The dataset page displays detailed descriptive meta information of each dataset archived in GEN. Specific dataset can be filtered out through the above box. In the left panel, users can screen out the datasets of interest by specifying items under the self-defined ‘Biological Context’, ‘Animal Tissue’, ‘Human Disease’, and ‘Transcriptomic Profile’. Users can click and find related datasets of interest quickly.

Browse the metadata of specific dataset

Click on the ‘Dataset ID’ to jump to the detailed information of specific dataset, including ‘Basic Information’, ‘Samples’, ‘Gene Expression Patterns’, ‘Transcriptomic Profiles’ and ‘Visualization’. Users can click on each item to view specific contents.

Browse expression profiles of specific gene(s)

Users can browse gene expression pattern across sample of datasets in GEN. First, click to select one species. Second, select one or more genes of interest. By default, all genes will be selected. Third, select one dataset of interest to view the gene expression profiles.
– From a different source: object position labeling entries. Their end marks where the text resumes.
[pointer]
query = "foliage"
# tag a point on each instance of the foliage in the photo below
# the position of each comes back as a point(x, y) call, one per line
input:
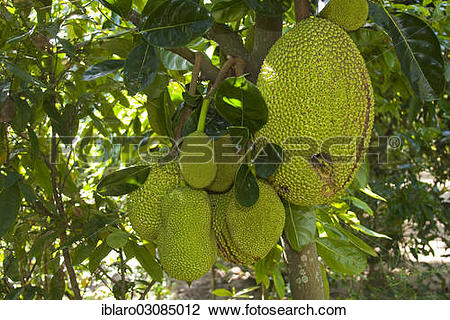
point(78, 81)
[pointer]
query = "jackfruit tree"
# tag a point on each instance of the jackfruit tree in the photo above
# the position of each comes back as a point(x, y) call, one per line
point(197, 136)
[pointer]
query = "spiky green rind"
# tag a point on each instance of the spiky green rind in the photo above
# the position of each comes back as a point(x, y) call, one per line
point(198, 172)
point(348, 14)
point(226, 248)
point(144, 204)
point(317, 87)
point(225, 171)
point(187, 246)
point(255, 230)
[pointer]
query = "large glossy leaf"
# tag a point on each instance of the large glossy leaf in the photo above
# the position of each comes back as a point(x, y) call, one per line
point(418, 51)
point(228, 10)
point(21, 74)
point(172, 61)
point(175, 23)
point(123, 181)
point(240, 102)
point(341, 256)
point(269, 7)
point(98, 255)
point(102, 69)
point(246, 187)
point(121, 7)
point(300, 227)
point(9, 207)
point(141, 67)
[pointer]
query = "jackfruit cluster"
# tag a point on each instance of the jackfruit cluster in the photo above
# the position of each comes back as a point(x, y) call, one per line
point(245, 235)
point(187, 247)
point(226, 166)
point(196, 160)
point(320, 100)
point(144, 204)
point(348, 14)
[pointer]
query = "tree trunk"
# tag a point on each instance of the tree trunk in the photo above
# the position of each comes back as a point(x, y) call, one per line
point(305, 276)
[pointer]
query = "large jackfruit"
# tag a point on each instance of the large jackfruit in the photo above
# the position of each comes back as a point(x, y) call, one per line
point(226, 167)
point(255, 230)
point(227, 250)
point(348, 14)
point(320, 102)
point(144, 204)
point(187, 247)
point(197, 161)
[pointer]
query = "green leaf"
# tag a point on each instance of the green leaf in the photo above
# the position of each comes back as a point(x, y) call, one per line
point(121, 7)
point(326, 285)
point(100, 253)
point(245, 186)
point(278, 281)
point(361, 179)
point(372, 194)
point(358, 242)
point(341, 256)
point(11, 268)
point(239, 135)
point(222, 293)
point(172, 61)
point(123, 181)
point(175, 23)
point(102, 69)
point(361, 205)
point(57, 287)
point(269, 7)
point(117, 239)
point(418, 51)
point(9, 207)
point(369, 232)
point(148, 262)
point(22, 75)
point(228, 10)
point(140, 68)
point(240, 102)
point(268, 160)
point(82, 252)
point(300, 227)
point(23, 115)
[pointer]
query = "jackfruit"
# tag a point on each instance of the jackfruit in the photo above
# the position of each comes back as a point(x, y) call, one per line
point(348, 14)
point(3, 144)
point(226, 171)
point(187, 247)
point(320, 100)
point(227, 250)
point(144, 204)
point(197, 161)
point(255, 230)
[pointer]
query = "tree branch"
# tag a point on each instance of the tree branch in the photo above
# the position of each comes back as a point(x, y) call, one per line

Browse value-added information of specific gene

Click on the ‘Gene ID’ to jump to the detailed information of specific gene including ‘Gene Summary’, ‘Genome Browser’, ‘Expression Level’, and ‘Differential Expression’. Users can click on each item to view specific contents.

Browse species

The species page describes metadata of species curated in GEN. Users can browse total datasets and samples of specific species in GEN.

Browse projects

The project page provides detailed metadata of each project in GEN. The items of project metadata can be further filtered by specifying terms of interest.

Browse samples

The sample page describes detailed metadata of each sample in GEN. The metadata of samples can be further filtered by specifying terms of interest.

Browse publications related to datasets in GEN

The publication page provides basic information of publications related to datasets.

Tools

The tool page provides convenient online and offline tools for personalized RNA-seq data analysis. Users can click on ‘Online Analysis’ button to analyze the datasets deposited in GEN, or click on ‘GEN Toolkit’ button to download the one-stop pipeline for their own data analysis.

  1. Bulk RNA-seq Data Analysis


    • Input Data

    • Identification of Differentially Expressed Genes (DEG)

    • GRN (Gene Regulatory Network)

  2. Single-cell RNA-seq Data Analysis


    • Input Data

    • Filter Cells

    • Data Normalization & Detection of Variable Genes

    • PCA Reduction

    • Determining Significant PCs

    • Cell Clustering

    • TSNE/UMAP Reduction

    • Identification of Cluster Marker Genes

    • Visualization of Marker Genes’ Expression

    • Gene Enrichment Analysis

    • Download

  3. Visualization of Pre-processed scRNA-seq Data Analysis Results

    • Input Data

    • Result Summary

    • TSNE/UMAP

    • Cell Clustering

    • Most Expressed Genes

    • Maker Genes

    • Maker Enrichment

    • Maker Expression

    • Trajectory

    • Gene ID Conversion

  4. GENtoolkit (https://ngdc.cncb.ac.cn/gen/toolkit)

    GENtoolkit is a powerful one-stop pipeline for analyzing both bulk and single-cell (10X Genomics, Smart-seq2, Drop-seq and inDrop) RNA-seq data. GENtoolkit provides detailed guide information including ‘Prerequisite software and packages’, ‘Download and install’, ‘Usage and option summary’ and ‘Options’ for users.